Alyssa Gardner is a smart and determined goth/glam skater girl who lives with her father in a small Texas town. Her mother, a direct descendant of Alice Liddell – the inspiration for Lewis Carroll’s Alice’s Adventures in Wonderland – has been living in an insane asylum for the last eleven years. But she’s not really insane. At the coaxing of Alyssa’s childhood guide – a blue moth who can transform into a very sexy netherling – Alyssa and her longtime crush, Jeb, must journey down the rabbit hole into Wonderland to repair the messes Alice Liddell left behind… or so they think.

In Howard’s rendering, Wonderland is gothic and macabre, with some terrifying creatures and twisted magic. Lewis Carroll fans will appreciate the quotes and plot references from his famous “Jabberwocky” poem. Alyssa’s guide, the moth/netherling Morpheus, was by far the most complex, entertaining and intriguing character. He was irresistibly sexy and well-written, although his constantly shifting motivations and ambiguity felt inconsistent at times.
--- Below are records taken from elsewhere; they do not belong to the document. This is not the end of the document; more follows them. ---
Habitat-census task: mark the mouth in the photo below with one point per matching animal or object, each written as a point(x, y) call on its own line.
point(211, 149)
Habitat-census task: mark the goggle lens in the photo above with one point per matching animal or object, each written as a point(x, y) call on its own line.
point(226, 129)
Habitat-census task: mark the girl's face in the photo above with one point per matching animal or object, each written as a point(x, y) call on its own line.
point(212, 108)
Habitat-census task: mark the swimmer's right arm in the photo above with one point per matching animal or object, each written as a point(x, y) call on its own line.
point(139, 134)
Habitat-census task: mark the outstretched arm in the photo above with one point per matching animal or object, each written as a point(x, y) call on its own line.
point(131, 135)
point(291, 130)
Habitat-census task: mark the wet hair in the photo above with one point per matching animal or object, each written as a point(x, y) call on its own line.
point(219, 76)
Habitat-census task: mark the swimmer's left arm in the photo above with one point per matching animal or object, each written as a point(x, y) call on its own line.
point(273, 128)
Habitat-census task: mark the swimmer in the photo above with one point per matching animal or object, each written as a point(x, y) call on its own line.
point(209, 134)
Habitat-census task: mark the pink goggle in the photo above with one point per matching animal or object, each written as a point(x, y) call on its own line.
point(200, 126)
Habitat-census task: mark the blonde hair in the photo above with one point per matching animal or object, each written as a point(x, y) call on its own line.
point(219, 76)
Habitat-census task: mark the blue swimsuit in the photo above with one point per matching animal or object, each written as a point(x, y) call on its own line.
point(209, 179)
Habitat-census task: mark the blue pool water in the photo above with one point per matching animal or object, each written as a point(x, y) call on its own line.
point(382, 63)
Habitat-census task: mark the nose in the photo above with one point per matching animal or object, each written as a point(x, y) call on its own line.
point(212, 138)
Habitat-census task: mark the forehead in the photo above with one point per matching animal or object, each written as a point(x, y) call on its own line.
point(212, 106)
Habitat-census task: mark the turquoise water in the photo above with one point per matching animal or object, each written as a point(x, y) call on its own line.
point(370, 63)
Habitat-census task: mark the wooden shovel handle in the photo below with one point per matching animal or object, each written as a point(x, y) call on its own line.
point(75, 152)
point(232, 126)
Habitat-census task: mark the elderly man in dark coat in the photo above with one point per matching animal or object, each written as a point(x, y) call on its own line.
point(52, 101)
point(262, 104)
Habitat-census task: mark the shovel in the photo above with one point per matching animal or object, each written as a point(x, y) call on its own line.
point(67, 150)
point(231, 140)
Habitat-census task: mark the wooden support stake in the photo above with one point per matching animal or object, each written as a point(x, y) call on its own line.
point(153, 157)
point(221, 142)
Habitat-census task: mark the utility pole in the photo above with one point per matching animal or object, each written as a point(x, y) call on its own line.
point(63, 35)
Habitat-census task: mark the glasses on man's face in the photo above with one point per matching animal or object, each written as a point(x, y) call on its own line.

As well, the plot became a bit convoluted in the second & third acts, and detailed action sequences with frequent game-changing revelations made it difficult for me to follow along after a while.

As for Howard’s prose itself: it’s addictive, skilled and uniquely creative. I  found myself rereading sentences just to marvel at the beauty of her descriptions and word choices. Her style is artistic – the reader can tell Howard has a keen eye for fashion and the visual arts. Her dialogue is also exceptional. Howard is a talented writer who’ll do well with her trilogy for  fans of teen urban fantasy and gothic fairy tale retellings.